Now, the story pretty much focuses on Bodhi and his love for one of his psychologists in rehab. There’s not a lot of Rock Fiction happening here, but at the same time, there is. Hard to explain, but it’s the framework. Bodhi’s rocker status frames how his love, Kimberly, deals with him and things around him, both during and after rehab. And, of course, it affects Bodhi’s life once he’s out of rehab.

And that’s pretty much the story. It’s a forbidden romance story because what sort of true professional falls for her patient, especially when she works for her father at a super high-end, totally professional, catering-to-the-stars joint.

Look, Blow has enough holes in it to resemble what Bodhi’s doing to his septum when his father intervenes and drags his addicted self off to rehab. It’s not just that Kimberly would truly lose her job if this happened in real life—and you all know how I hate that plot line.

But it’s that Bodhi replaces cocaine with Kim, and no one catches it.

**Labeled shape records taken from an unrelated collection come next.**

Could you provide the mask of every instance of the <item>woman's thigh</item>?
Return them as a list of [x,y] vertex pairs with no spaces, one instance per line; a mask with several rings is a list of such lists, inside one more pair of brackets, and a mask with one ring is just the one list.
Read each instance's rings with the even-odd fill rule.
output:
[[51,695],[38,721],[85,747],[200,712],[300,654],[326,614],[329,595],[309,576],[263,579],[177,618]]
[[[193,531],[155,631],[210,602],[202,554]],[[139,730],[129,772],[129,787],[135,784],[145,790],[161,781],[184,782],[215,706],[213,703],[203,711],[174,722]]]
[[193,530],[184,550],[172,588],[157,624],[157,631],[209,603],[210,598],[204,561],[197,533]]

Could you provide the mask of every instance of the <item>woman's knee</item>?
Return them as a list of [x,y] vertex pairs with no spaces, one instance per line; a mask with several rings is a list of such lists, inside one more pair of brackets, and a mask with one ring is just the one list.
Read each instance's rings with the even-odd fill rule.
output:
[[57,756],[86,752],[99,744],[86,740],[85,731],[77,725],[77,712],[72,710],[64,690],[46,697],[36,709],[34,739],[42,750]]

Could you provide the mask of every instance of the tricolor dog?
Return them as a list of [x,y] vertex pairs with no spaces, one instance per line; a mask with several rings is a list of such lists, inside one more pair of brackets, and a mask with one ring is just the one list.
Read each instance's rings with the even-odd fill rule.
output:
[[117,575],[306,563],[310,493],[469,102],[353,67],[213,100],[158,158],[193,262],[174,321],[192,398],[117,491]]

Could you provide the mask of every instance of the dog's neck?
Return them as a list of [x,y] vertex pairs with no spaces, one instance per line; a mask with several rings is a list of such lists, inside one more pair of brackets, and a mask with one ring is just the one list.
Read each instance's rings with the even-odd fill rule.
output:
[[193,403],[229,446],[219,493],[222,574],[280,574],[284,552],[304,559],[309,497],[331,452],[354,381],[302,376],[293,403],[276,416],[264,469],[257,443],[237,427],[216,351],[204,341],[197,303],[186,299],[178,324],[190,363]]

It’s that no one realizes Aspen is a problem for Bodhi and throws her out—before she slips him a roofie. Yes, you read that right. And there are zero consequences other than being told she’s now banished. Wow! I’d love to live in a world where you can get away with being worse than a reptile.

Want another plot hole? Here’s one: Bodhi realizes he’s doing all these post-rehab things for the first time without being high. And they’re all so much better now. And he’s involved with a psychologist. One who never talks to him, who doesn’t help him understand and deal with these new perspectives. Nope. Kim’s too busy having sex, being ready to have sex, or shopping with Bodhi’s mega-rich and mega-famous mother.

And yeah, he gets over his addiction in about twenty pages. It’s too easy, too simple. Even when he gets out, even when Aspen gets him high, he’s tamed that devil. He’s not relapsing, no way, no how. Even when he does.

Still, for all that we’ve got Swiss cheese here, this was a fun read. Rebel, Bodhi’s bitch of a manager, deserves her own book at the end of the series (and it is a series!) to explain how she got here, why she thinks pulling people with no talent out of thin air to turn into successful boy bands is a good idea, and even if the other manager who approaches Bodhi and his partners is right that she’s a crummy manager.

Rebel intrigues me. Maybe in a way no one else does.

Blow has some other cool parts: parents who aren’t total screw-ups. Yeah, they weren’t there when Bodhi was growing up and he resents them for it—who wouldn’t?—but they are doing their best now by their son. They love him and they’ll stand by him. But they aren’t afraid to be parental and use the tough love.

Way to go, Mom and Dad. We don’t see parents like this in fiction all that often.

So take this one to the beach or an airplane. Enjoy the ride, enjoy the sexy scenes, set yourself up for a series that’s going to go… who knows where. Just don’t think too much.